A village chief believed to have ordered the killing in March of two UN experts in the Democratic Republic of Congo was arrested Saturday, a Congolese military spokesman said.
Congolese authorities have from the start said the suspect, Constantin Tshidime Bulabula, was behind the slayings of Swedish-Chilean Zaida Catalan and American Michael Sharp, who were investigating reports of dozens of mass graves in the war-torn Kasai region.
Military spokesman Anthony Mualushayi said Tshidime Bulabula, chief of a town just south of where the investigators were slain, was taken into custody some 100 kilometres (60 miles) from home.
He has since been taken to Kananga, along with another presumed suspect Tresor Mputu, the spokesman added.

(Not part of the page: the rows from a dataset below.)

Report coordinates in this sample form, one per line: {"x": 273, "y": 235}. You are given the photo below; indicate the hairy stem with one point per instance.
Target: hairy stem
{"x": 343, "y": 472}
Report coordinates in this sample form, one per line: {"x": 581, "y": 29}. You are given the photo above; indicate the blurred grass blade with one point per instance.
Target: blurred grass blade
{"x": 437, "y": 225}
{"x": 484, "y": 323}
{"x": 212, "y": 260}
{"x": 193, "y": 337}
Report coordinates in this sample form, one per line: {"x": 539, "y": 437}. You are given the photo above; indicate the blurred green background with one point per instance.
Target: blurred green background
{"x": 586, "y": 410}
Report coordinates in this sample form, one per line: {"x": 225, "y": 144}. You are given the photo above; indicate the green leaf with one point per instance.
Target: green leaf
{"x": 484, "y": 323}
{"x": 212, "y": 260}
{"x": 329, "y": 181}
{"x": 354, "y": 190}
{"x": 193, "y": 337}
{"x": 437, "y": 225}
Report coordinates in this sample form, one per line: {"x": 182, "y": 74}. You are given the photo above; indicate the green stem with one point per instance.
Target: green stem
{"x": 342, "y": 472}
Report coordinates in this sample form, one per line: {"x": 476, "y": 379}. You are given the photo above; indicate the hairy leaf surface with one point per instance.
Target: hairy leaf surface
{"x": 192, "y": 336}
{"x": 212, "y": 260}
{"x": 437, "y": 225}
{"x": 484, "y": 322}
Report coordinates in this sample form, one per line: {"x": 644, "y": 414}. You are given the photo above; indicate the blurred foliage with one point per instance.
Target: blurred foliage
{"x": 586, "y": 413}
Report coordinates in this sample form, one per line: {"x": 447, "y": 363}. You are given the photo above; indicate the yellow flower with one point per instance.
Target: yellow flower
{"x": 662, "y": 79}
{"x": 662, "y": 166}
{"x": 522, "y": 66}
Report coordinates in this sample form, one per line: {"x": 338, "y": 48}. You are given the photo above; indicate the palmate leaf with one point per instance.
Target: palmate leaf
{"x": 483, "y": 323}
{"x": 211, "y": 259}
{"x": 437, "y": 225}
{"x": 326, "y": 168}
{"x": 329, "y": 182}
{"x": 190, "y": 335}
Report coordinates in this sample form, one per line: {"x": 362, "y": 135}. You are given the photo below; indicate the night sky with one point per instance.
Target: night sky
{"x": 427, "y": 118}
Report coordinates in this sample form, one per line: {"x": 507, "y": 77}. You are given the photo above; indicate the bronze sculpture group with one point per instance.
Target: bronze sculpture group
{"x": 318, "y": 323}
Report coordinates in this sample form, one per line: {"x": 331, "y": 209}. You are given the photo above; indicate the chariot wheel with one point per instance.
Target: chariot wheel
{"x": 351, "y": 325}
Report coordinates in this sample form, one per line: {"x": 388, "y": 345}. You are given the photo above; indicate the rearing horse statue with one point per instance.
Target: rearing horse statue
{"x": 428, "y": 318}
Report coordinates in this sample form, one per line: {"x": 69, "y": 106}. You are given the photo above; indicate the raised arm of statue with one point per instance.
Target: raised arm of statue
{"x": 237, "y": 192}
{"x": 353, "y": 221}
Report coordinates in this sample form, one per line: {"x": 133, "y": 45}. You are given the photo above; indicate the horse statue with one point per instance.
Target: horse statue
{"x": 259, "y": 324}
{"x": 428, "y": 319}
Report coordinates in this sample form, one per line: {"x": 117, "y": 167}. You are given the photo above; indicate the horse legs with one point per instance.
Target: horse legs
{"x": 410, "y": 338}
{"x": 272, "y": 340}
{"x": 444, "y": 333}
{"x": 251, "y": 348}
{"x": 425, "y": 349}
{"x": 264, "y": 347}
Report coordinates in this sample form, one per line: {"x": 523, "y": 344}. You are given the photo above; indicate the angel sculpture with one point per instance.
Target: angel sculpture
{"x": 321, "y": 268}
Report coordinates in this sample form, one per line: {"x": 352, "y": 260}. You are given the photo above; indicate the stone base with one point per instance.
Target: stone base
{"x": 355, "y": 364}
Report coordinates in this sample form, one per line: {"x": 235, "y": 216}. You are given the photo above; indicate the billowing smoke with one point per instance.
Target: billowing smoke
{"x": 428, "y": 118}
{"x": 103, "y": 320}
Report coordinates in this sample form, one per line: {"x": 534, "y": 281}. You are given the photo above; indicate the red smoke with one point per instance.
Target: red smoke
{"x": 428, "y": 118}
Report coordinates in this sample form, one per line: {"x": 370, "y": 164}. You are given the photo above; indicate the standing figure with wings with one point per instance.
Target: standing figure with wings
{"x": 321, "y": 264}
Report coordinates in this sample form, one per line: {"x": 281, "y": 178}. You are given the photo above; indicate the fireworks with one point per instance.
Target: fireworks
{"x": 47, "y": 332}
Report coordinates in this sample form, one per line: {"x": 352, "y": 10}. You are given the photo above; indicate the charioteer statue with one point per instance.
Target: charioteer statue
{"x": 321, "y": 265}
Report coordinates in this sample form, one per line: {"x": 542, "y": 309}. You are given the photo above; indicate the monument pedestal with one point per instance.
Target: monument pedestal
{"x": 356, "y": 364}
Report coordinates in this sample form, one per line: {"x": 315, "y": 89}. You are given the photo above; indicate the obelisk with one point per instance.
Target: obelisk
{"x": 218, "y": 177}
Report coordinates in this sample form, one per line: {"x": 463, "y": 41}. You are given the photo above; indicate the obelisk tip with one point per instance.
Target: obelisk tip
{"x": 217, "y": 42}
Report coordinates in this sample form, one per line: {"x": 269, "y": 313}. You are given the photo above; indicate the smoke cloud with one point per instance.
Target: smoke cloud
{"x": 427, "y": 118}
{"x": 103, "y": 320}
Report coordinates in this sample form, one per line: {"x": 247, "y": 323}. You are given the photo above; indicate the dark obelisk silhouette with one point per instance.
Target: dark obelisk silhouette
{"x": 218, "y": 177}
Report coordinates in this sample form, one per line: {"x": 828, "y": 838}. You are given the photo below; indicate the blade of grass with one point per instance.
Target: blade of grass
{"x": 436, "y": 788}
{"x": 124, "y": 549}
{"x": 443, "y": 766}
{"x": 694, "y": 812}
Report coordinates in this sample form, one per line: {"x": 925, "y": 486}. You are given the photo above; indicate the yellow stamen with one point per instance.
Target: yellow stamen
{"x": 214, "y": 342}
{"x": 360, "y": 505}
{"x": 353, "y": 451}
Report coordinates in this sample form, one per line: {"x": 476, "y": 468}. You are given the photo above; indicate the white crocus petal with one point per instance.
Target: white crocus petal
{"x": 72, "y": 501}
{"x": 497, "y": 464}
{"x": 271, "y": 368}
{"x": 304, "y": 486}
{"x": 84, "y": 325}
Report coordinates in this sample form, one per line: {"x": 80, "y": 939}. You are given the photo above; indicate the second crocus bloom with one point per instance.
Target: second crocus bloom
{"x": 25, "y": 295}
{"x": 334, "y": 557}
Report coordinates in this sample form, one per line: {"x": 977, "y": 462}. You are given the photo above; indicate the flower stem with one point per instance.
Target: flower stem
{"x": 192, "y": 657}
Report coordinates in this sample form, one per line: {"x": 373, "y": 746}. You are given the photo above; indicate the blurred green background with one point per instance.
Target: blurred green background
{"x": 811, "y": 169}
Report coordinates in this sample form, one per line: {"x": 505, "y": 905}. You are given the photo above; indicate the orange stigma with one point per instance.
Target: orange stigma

Catalan and Sharp reportedly left the city of Kananga on March 12 and their bodies were found 15 days later. Catalan had been decapitated.
A UN report released in June described their murder as a "premeditated setup" in which state security may have been involved.
Kasai has been in turmoil since tribal chieftain Jean-Prince Mpandi -- known as the Kamwina Nsapu -- was killed in August last year after rebelling against President Joseph Kabila's regime in Kinshasa.
More than 3,000 people have died and 1.4 million have been displaced, according to the Catholic Church.